Die Kartusche mit dem dereinst von keinem geringeren als Wilhelm Busch in Gedichtform gebrachten Heiligen befindet sich über dem Eingang des Hauses zum Künzl (dům U Kynzlů) in der Míšeňská 70/4 auf der Prager Kleinseite. Die Míšeňská ist etwas besonderes. Bis 1708 befand sich hier der sogenannte Thuner Gartens (Thunovská zahrada), ein Park, der nun aufgelöst und in Parzellen aufgeteilt wurde. Darob wurde in einem vergleichsweise kurzen Zeitraum hier neue und deshalb auch stilistisch recht einheitliche Häuser gebaut. Und so ist die Míšeňská die einzige Straße in Prag, in der sich auch heute noch ausschließlich barocke Häuser des frühen 18. Jahrhunderts befinden. Das macht sie beliebt für entsprechende Historienfilme und so war die Straße auch u.a. einer der Drehorte für den 1984 gedrehten weltbekannten Mozart-Film Amadeus des tschechisch-amerikanischen Regisseurs Miloš Forman.
Zurück zum Haus mit der Nummer 70/4. Die Landparzelle wurde also 1708 an einen Inspektor der Reichsgüter namens Maximilian Wend verkauft. Nach dessen Tod 1736 verkaufte die Witwe es für 1200 Goldmünzen an einen gewissen Michael Thurward, der dann in den Jahren 1736 bis 1744 dieses hübsche und reich dekorierte einstöckige Barockhaus für sich baute, dass dann 1792 für 2050 Goldmünzen an einen gewissen Ignaz Künzl ging, der dann – obwohl er es nicht erbaut hatte – zum Namensgeber dees Hauses wurde. Zu den späteren Besitzern gehört ab 1898 der Verleger Karl Reyle, der in diesem Jahr hier eine Druckerei einrichtet. Der Besitzer floh 1938 vor den Nazis nach Argentinien und danach übernahm die Firma Jánský a Navrátil, die Druckerei, die 1949 von den Kommunisten verstaatlicht wurde. 1956 wird hier die Elektrofirma Remos (spezialisiert auf Kleinherde) einquartiert, die hier zeitweise 18 Personen für die Herstellung von Elektrokleinteilen beschäftigt.

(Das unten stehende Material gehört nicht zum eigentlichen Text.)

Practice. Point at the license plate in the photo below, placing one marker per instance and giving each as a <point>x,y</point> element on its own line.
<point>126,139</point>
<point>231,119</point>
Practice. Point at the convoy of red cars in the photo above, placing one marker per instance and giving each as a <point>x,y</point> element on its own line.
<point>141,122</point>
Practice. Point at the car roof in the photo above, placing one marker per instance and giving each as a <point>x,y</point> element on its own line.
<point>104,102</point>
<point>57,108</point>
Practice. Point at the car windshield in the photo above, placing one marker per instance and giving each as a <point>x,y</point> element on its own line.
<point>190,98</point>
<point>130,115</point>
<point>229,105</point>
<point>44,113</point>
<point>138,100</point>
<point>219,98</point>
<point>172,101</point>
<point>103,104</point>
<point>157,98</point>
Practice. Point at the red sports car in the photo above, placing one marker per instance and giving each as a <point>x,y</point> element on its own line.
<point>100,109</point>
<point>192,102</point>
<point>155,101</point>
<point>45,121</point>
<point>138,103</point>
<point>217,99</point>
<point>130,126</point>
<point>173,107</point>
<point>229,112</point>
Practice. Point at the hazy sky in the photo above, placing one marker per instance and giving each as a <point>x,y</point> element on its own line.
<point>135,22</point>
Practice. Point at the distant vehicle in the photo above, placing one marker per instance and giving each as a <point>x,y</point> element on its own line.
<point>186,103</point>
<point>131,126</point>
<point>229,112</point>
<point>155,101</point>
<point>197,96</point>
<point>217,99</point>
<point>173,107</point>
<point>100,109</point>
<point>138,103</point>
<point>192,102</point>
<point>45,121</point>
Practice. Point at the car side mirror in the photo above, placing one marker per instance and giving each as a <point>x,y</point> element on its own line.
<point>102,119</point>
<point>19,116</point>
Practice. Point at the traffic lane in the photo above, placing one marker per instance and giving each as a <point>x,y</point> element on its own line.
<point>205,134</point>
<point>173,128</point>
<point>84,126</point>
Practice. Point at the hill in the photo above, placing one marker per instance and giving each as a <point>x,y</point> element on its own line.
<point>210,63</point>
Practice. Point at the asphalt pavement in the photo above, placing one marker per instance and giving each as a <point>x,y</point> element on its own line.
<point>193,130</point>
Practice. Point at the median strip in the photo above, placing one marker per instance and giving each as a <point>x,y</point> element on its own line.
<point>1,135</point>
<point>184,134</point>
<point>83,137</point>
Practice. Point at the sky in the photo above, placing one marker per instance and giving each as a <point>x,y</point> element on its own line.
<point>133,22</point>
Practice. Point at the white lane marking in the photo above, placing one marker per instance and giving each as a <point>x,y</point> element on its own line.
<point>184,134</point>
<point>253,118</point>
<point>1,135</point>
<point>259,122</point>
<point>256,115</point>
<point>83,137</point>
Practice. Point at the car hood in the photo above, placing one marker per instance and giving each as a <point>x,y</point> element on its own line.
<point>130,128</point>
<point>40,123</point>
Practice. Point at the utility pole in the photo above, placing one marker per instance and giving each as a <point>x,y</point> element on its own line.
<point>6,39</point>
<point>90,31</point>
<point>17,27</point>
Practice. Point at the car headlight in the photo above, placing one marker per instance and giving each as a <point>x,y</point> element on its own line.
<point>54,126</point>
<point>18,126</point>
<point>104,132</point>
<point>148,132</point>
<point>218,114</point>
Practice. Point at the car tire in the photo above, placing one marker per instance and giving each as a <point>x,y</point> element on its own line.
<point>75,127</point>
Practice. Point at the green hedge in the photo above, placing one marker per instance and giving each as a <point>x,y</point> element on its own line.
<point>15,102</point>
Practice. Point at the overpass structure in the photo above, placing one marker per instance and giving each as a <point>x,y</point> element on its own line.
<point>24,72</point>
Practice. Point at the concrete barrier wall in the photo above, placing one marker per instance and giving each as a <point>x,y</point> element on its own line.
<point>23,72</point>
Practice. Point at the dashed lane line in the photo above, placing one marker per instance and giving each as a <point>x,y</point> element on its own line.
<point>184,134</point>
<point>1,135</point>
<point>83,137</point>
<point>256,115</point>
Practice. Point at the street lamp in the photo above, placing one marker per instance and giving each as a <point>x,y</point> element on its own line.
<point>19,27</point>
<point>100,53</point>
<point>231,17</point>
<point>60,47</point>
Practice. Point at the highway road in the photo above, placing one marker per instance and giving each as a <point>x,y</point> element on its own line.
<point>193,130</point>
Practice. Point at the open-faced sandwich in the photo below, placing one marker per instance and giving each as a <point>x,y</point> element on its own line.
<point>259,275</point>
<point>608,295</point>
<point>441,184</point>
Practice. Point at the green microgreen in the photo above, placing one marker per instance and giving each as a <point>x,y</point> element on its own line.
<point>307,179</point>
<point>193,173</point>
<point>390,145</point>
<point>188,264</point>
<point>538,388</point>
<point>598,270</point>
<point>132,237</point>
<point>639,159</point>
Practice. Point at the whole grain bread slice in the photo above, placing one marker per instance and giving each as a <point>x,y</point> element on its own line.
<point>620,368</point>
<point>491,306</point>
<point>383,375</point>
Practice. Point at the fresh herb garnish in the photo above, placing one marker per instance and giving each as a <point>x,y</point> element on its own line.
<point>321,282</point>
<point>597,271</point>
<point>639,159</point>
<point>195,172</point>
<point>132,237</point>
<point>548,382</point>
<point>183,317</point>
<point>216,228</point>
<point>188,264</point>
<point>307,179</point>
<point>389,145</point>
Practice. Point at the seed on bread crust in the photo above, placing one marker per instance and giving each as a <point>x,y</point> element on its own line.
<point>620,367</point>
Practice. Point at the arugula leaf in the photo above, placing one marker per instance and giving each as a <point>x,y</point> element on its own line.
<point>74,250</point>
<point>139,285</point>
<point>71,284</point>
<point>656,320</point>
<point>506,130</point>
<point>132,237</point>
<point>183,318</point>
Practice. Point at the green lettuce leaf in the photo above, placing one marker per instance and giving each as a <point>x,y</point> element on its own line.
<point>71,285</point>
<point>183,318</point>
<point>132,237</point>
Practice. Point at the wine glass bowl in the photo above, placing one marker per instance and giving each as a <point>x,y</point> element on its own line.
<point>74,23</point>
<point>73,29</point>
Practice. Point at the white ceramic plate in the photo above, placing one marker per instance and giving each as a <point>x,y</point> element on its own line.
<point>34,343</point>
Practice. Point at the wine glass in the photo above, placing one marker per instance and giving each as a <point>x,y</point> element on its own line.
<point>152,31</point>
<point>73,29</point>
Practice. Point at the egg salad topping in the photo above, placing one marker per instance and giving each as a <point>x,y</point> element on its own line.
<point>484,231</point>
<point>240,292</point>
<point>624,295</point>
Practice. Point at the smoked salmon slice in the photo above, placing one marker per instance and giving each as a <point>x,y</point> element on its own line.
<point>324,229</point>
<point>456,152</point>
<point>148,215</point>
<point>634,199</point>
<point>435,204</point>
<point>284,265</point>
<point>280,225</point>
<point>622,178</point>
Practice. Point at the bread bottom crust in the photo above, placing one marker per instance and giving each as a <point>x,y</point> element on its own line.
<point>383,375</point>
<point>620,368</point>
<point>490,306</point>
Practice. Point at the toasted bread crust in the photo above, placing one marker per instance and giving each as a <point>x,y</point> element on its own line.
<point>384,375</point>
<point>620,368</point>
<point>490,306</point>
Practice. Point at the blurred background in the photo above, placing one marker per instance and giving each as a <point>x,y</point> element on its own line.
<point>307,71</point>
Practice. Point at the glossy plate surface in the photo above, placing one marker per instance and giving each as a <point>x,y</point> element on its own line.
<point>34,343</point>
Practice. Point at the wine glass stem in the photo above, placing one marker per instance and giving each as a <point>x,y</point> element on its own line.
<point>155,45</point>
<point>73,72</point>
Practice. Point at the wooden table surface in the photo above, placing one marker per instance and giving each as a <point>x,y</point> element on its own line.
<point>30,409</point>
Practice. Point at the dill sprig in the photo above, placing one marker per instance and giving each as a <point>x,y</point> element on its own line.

Über alle diese verschiedenen Entwicklungen und Nutzungen wurde das Gebäude natürlich auch immer wieder umgebaut und erneuert, wenngleich das Äußere immer seinen barocken Urcharakter beibehielt. Innen wurden Ende des 19. Jahrhunderts kleiner Hoftrakte errichtet und 1886 wurde das Treppenhaus umgebaut. Und 1920 wurde das Obergeschoss grundlegend verändert, aber auch hier wurde auf stilgerechtes Bauen wertgelegt (man beachte das moderne, auf Barockkunst anspielende Gottesauge im Bild links).
Nach dem Ende des Kommunismus wurden hier keine Elektrogeräte mehr gebastelt. Es wurde renoviert und in den Jahren 2004 wurde 2006 wurde das gesamte Gebäude noch einmal einem umfangreichen Umbau unterzogen, der durch das Atelier RUA unter der Leitung der Architekin Hana Seho gestaltet wurde. Heute residiert hier vor allem das Café und Restaurant Tři století (Drei Jahrhunderte), das urgemütlich aussieht und solide internationale und tschechische Cuisine anbietet, und das irgendwie unter dem Schutz des heiligen Antonius zu stehen scheint. (DD)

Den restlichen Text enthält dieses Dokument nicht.